I show what I think is the improved formula above but my french is there so I hope I did it justice.

# Re: Middle of the sum of a list of numbers

Thank you again for your feedback! The advices have been really usefull, and even in French it was perfect! Quick question, do you know any formula that is able to remove many symbols at once, or only keep numbers? In this formula, for example, to remove the "[" & "]" I need to do substitue two time, and sometimes I have way more characters: =LET(X;F16:F23;Y;G16:G23;PM;PRODUITMAT(--(SEQUENCE(LIGNES(Y))>=SEQUENCE(;LIGNES(Y)));Y);xx;RECHERCHEX(SOMME(Y/2);PM;X;;1);GAUCHE;SUPPRESPACE(SUBSTITUE(SUBSTITUE(GAUCHE(xx;TROUVE(";";xx)-1);"[";"");"]";""));DROITE;SUPPRESPACE(SUBSTITUE(SUBSTITUE(DROITE(xx;NBCAR(xx)-TROUVE(";";xx));"]";"");"[";""));(1-1/(RECHERCHEX(SOMME(Y)/2;PM;Y;;1))*((RECHERCHEX(SOMME(Y/2);PM;PM;;1))-SOMME(Y)/2))*(DROITE-GAUCHE)+GAUCHE)

# Re: Middle of the sum of a list of numbers

@MelvynM  I wrote the following LAMBDA function for someone to extract numbers:

``````ExtractNumbers = LAMBDA(in,
IF(ISBLANK(in),
"",
LET(_s, REDUCE(";",
MID(in, SEQUENCE(LEN(in)), 1),
LAMBDA(prior, this, prior &
IFS(ISNUMBER(SEARCH(this, "0123456789,.")), this,
RIGHT(prior, 1) = ";","",
TRUE, ";")
)
),
_m, MID(_s, 2, LEN(_s)),
IF(RIGHT(_m, 1) = ";", LEFT(_m, LEN(_m) - 1), _m)
)
)
);``````

it will go letter by letter and only return numbers and comma and periods and return them in a list fashion.  e.g. 123and456then89 would return 3 groups of numbers: 123;456;89

if you know the only non-number characters will be [] and you just want those characters removed from the string then try this:

``=CONCAT(TEXTSPLIT(A1,{"[","]"}))``

basically textsplit can be used to split on any of an array of characters and then CONCAT used to rejoin all the parts.

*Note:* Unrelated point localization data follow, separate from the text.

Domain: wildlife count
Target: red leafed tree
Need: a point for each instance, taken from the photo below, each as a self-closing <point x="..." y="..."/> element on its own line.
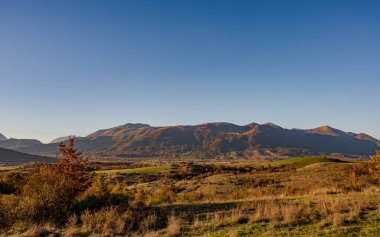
<point x="72" y="163"/>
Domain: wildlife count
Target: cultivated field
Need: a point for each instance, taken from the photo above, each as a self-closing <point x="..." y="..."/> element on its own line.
<point x="309" y="196"/>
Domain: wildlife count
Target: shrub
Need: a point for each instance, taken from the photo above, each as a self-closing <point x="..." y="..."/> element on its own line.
<point x="374" y="167"/>
<point x="174" y="226"/>
<point x="11" y="183"/>
<point x="47" y="195"/>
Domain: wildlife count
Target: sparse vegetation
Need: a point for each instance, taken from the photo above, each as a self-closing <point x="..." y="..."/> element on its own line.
<point x="300" y="196"/>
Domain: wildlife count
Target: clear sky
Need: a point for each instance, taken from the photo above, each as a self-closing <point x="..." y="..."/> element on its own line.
<point x="73" y="67"/>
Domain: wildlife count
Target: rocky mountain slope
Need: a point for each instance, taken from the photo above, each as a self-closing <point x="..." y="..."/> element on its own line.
<point x="218" y="140"/>
<point x="9" y="156"/>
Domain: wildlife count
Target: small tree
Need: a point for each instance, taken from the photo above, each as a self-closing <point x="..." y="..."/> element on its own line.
<point x="46" y="196"/>
<point x="72" y="163"/>
<point x="374" y="167"/>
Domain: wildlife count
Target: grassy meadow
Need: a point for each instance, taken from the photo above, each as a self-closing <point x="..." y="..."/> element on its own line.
<point x="310" y="196"/>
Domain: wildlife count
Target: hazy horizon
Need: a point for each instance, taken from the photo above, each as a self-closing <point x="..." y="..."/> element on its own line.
<point x="73" y="67"/>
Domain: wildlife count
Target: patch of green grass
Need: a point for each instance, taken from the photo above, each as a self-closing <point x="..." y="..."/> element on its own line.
<point x="5" y="168"/>
<point x="152" y="170"/>
<point x="303" y="161"/>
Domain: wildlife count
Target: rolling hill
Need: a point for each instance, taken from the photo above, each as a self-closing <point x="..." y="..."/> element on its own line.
<point x="218" y="140"/>
<point x="13" y="143"/>
<point x="9" y="156"/>
<point x="2" y="137"/>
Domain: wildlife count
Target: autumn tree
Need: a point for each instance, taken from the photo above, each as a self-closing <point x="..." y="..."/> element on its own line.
<point x="72" y="163"/>
<point x="374" y="167"/>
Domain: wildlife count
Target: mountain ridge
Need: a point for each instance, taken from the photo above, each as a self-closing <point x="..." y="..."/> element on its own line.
<point x="219" y="139"/>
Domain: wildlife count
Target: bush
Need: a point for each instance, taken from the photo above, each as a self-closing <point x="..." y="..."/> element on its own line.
<point x="11" y="183"/>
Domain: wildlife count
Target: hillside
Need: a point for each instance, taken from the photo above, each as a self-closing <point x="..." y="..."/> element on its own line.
<point x="226" y="139"/>
<point x="218" y="140"/>
<point x="2" y="137"/>
<point x="13" y="143"/>
<point x="9" y="156"/>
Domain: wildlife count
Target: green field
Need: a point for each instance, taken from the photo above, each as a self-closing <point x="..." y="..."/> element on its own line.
<point x="303" y="161"/>
<point x="152" y="170"/>
<point x="6" y="168"/>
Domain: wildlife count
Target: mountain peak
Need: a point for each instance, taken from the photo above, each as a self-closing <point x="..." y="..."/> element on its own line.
<point x="324" y="130"/>
<point x="270" y="124"/>
<point x="135" y="125"/>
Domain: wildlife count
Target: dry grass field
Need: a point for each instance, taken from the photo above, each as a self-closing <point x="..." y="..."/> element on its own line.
<point x="310" y="196"/>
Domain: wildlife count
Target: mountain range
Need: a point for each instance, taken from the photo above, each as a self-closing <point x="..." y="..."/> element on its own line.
<point x="212" y="140"/>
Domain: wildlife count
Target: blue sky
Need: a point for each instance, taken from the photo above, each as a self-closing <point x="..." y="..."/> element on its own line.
<point x="72" y="67"/>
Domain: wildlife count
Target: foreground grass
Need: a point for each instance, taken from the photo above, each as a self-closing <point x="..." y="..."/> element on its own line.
<point x="151" y="170"/>
<point x="304" y="161"/>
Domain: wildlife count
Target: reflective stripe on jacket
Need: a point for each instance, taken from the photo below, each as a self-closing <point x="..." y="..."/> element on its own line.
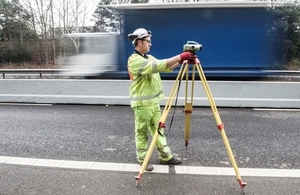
<point x="146" y="88"/>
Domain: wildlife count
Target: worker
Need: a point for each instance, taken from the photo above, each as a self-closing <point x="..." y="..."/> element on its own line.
<point x="146" y="91"/>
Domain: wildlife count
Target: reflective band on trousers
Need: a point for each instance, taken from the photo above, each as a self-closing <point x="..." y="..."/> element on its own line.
<point x="147" y="97"/>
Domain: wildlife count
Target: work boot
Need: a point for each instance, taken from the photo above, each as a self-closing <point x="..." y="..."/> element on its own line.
<point x="172" y="161"/>
<point x="149" y="167"/>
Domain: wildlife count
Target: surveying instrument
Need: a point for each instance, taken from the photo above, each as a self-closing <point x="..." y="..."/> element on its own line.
<point x="193" y="47"/>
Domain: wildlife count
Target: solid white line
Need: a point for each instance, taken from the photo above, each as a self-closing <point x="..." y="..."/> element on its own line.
<point x="79" y="164"/>
<point x="194" y="170"/>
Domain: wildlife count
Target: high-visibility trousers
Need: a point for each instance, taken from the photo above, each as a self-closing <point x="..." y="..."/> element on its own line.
<point x="147" y="120"/>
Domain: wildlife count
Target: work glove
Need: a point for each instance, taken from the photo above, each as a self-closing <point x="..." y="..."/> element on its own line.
<point x="186" y="56"/>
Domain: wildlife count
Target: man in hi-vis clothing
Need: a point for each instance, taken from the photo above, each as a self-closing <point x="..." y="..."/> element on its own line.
<point x="146" y="91"/>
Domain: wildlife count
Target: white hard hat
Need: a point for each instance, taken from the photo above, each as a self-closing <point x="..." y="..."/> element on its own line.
<point x="139" y="34"/>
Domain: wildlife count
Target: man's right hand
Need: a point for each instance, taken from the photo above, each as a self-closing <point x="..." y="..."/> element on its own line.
<point x="186" y="56"/>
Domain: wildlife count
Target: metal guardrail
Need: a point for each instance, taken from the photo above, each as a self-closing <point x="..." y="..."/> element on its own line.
<point x="254" y="94"/>
<point x="37" y="72"/>
<point x="56" y="73"/>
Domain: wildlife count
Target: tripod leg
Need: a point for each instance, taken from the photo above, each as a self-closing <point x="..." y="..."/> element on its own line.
<point x="220" y="125"/>
<point x="161" y="124"/>
<point x="188" y="106"/>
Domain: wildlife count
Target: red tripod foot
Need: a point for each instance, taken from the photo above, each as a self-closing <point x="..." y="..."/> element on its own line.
<point x="137" y="179"/>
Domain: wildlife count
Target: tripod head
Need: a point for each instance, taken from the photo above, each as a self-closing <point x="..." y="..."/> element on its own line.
<point x="192" y="47"/>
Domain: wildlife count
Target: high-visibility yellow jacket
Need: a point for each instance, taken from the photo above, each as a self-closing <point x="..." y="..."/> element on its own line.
<point x="146" y="88"/>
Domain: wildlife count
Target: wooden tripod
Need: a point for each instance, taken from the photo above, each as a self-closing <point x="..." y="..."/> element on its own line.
<point x="184" y="71"/>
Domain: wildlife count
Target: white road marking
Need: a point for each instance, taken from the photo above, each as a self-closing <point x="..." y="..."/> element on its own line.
<point x="179" y="169"/>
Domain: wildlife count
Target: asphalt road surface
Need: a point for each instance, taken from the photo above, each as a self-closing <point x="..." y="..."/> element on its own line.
<point x="88" y="149"/>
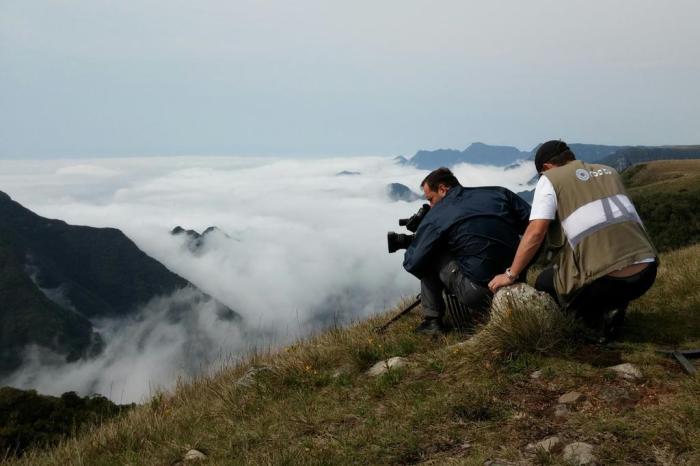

and here is a really clever version that uses a double negative technique to keep only the numeric digits (the sequence of 10 CHAR from "0" to "9"):

``=CONCAT(TEXTSPLIT(A1,TEXTSPLIT(A1,CHAR(SEQUENCE(10,,CODE("0"))),,1)))``

so the inner TEXTSPLIT will split on any digit resulting in the non-digits so the outer TEXTSPLIT will split on those non-digit characters and then concat back together.

1 best response

Accepted Solutions
best response confirmed by Melvyn1 (Copper Contributor)
Solution

# Re: Middle of the sum of a list of numbers

@Melvyn1 Here is one option.  it doesn't use lambda but does use some newer functions that require excel 2019 I think.  But it could also be modified to use some older context if needed:

``=LET(in,A1:A14,XLOOKUP(SUM(in)/2,MMULT(--(SEQUENCE(ROWS(in))>=SEQUENCE(,ROWS(in))),in),in,,1))``

if you don't have a newer version of excel you can use something like this:

``=INDEX(A1:A14,MATCH(SUM(A1:A14)/2-0.1,MMULT(--(ROW(A1:A14)>=TRANSPOSE(ROW(A1:A14))),A1:A14),1)+1)``

you might need to use ctrl,shift, enter when you enter the formula.  it does assume you are using whole number and therefore the -0.1 is enough to make sure it is never exactly = to 1/2 but you could use a sufficiently small offset if needed.